A stratified random sample of 70% of documents from the site with the most documents was used for training STM models (dataset Atrain), while the remainder were held out as a test set (dataset Atest). All documents from the other sites were used as additional test sets (datasets B–D). The first step of the STM process consisted of transforming documents into a term-by-document matrix by converting all text to lower case; tokenizing; removing tokens with fewer than three characters or no alphabetical characters; normalizing terms using the National Library of Medicine lexical tool Norm;29 removing stop words; and removing terms that only occur once in the matrix. A model selection process was then performed on the Atrain dataset using two machine learning algorithms: logistic regression (LR) using LogitBoost30 31 and linear support vector machines (SVM).32 33 Features for the models were developed by weighting the term-by-document matrix and then performing dimension reduction. Three factors were used in weighting the matrix: (1) term frequency for local weight; (2) collection frequency for global weight; and (3) a normalization factor.34 A log transformation on term frequency and cosine normalization was used for the first and third weighting factors, respectively. For the second weighting factor three commonly used methods were examined: χ2, gain ratio, and log OR.

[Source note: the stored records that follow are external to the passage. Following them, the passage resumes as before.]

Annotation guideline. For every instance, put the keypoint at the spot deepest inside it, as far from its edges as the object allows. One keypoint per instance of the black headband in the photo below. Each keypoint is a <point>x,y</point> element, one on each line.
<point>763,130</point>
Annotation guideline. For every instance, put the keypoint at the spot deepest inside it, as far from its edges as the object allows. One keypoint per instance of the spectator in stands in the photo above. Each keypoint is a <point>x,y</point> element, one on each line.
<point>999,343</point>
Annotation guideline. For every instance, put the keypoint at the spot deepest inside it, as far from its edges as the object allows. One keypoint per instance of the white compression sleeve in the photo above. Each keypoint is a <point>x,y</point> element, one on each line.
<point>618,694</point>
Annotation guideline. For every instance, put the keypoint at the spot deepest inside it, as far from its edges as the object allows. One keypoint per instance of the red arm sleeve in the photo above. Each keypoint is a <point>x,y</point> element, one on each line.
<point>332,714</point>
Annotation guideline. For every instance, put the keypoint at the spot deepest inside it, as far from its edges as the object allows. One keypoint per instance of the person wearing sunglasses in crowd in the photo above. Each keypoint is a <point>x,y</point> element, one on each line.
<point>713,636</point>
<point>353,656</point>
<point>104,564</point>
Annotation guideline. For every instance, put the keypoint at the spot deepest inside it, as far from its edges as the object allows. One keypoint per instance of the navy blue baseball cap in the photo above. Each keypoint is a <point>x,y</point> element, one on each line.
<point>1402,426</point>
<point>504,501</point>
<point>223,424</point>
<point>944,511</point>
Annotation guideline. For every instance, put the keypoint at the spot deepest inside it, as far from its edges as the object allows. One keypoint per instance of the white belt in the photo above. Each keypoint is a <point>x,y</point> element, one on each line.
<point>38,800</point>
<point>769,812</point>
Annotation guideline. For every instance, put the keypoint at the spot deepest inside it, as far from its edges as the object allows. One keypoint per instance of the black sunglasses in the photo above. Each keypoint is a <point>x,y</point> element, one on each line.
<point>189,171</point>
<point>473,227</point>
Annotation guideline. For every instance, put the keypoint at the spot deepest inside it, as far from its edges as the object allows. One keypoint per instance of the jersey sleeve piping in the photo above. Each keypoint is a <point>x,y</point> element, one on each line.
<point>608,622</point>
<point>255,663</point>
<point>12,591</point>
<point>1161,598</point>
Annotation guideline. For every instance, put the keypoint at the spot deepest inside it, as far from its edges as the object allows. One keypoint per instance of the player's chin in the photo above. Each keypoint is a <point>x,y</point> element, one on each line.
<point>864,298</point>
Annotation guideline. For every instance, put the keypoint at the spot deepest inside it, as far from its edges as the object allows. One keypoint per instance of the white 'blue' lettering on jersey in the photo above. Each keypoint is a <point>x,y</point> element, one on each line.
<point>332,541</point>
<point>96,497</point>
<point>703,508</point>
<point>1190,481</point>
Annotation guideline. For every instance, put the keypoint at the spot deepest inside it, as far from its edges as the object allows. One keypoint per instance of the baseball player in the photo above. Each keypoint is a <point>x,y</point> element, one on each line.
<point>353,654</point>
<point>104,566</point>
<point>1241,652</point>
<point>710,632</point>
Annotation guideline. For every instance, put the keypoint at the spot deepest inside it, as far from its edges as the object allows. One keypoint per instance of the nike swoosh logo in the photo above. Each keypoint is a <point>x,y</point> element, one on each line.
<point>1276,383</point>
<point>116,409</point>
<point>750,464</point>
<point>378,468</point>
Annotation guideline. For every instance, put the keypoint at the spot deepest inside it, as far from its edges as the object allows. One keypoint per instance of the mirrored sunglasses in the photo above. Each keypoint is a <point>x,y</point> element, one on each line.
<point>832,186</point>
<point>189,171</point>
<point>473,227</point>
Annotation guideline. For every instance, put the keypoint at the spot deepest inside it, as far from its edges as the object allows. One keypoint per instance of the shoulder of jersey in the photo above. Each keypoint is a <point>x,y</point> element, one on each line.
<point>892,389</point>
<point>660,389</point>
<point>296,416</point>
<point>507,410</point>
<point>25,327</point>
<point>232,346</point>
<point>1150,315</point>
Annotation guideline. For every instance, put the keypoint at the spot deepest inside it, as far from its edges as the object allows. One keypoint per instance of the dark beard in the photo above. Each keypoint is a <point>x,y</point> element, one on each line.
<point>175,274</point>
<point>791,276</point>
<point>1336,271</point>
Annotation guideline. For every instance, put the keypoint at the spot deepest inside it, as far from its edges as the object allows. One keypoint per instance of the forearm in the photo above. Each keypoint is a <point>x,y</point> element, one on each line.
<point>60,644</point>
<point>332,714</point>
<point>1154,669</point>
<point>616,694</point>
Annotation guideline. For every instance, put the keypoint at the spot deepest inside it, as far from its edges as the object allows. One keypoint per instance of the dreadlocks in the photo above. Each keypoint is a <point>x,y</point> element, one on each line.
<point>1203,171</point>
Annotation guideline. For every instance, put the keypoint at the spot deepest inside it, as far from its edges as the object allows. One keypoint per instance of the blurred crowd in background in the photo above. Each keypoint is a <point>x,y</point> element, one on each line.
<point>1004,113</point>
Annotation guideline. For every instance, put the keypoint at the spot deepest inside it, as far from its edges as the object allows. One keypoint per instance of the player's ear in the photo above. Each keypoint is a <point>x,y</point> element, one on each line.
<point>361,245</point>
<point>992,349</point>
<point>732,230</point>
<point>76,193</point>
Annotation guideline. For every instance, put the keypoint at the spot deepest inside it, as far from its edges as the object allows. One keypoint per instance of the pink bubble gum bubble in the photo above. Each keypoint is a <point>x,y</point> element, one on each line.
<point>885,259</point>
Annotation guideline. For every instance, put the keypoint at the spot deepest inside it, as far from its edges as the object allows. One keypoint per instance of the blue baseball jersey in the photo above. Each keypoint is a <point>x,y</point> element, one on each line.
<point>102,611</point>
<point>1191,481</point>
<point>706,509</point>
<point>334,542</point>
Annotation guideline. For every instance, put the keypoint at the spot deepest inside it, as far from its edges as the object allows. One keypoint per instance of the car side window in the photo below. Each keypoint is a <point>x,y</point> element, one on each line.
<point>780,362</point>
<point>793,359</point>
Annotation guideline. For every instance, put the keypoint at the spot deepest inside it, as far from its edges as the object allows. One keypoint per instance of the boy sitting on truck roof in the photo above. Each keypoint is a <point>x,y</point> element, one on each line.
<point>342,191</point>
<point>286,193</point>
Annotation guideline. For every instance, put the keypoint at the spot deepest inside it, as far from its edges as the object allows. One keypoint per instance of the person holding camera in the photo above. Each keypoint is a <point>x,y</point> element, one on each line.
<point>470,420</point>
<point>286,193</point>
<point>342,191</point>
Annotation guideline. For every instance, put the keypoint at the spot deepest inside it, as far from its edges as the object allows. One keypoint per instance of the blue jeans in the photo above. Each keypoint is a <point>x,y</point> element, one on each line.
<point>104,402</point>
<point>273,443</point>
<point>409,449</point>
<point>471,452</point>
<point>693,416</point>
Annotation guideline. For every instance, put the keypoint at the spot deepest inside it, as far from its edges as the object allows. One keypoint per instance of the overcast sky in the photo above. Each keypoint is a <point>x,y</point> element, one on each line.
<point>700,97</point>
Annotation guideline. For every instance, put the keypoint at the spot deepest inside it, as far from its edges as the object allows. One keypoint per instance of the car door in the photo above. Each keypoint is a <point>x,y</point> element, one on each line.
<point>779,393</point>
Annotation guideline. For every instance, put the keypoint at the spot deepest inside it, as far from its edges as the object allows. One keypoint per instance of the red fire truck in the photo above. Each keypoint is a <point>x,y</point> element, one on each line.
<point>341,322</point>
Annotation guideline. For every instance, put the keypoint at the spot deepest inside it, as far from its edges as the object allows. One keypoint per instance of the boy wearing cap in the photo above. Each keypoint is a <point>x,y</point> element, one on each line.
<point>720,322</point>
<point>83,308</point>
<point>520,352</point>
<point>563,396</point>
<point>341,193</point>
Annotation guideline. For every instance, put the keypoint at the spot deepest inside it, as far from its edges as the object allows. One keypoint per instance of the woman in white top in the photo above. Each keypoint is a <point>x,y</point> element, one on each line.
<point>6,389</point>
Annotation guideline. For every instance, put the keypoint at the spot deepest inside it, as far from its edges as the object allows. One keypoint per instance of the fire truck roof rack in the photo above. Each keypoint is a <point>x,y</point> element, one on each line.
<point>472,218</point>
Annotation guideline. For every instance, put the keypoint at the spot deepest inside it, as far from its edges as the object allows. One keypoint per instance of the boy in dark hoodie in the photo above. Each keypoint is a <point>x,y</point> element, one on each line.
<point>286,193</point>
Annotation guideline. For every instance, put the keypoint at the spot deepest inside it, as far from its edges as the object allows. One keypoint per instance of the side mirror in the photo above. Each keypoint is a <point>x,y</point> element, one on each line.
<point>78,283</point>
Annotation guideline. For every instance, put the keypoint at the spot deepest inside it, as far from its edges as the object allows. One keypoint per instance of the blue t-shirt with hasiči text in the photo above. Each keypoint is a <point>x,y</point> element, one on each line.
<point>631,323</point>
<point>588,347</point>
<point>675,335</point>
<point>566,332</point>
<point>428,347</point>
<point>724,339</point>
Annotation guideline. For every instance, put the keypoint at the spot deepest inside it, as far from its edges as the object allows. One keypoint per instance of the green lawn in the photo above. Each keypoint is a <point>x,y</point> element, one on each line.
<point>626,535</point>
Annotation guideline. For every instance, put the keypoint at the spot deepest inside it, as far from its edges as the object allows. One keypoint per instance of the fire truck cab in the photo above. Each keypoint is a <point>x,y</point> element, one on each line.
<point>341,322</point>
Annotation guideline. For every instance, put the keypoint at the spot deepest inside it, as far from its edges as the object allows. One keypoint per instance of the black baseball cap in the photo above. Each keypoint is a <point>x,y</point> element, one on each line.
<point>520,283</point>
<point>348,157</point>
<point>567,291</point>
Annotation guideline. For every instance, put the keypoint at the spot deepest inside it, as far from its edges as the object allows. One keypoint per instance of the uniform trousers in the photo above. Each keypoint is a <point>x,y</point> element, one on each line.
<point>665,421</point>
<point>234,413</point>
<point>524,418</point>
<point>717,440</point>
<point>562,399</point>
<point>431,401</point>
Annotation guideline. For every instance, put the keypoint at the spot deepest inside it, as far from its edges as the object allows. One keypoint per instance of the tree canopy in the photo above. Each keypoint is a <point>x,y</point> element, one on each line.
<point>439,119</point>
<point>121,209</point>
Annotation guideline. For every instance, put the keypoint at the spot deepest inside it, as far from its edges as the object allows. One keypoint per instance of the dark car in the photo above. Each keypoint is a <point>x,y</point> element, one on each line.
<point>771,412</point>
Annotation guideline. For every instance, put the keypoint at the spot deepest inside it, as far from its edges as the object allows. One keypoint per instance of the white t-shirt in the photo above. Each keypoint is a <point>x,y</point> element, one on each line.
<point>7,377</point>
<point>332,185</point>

Features were selected from the top n weighted terms and/or generated using latent semantic analysis.35 Latent semantic analysis uses singular value decomposition (SVD) to decompose the term-by-document matrix so documents with different, but related, term usage map to the same dimension. The top m SVD dimensions, which represent the best approximation of the matrix in m dimensions, are then selected as features for a model.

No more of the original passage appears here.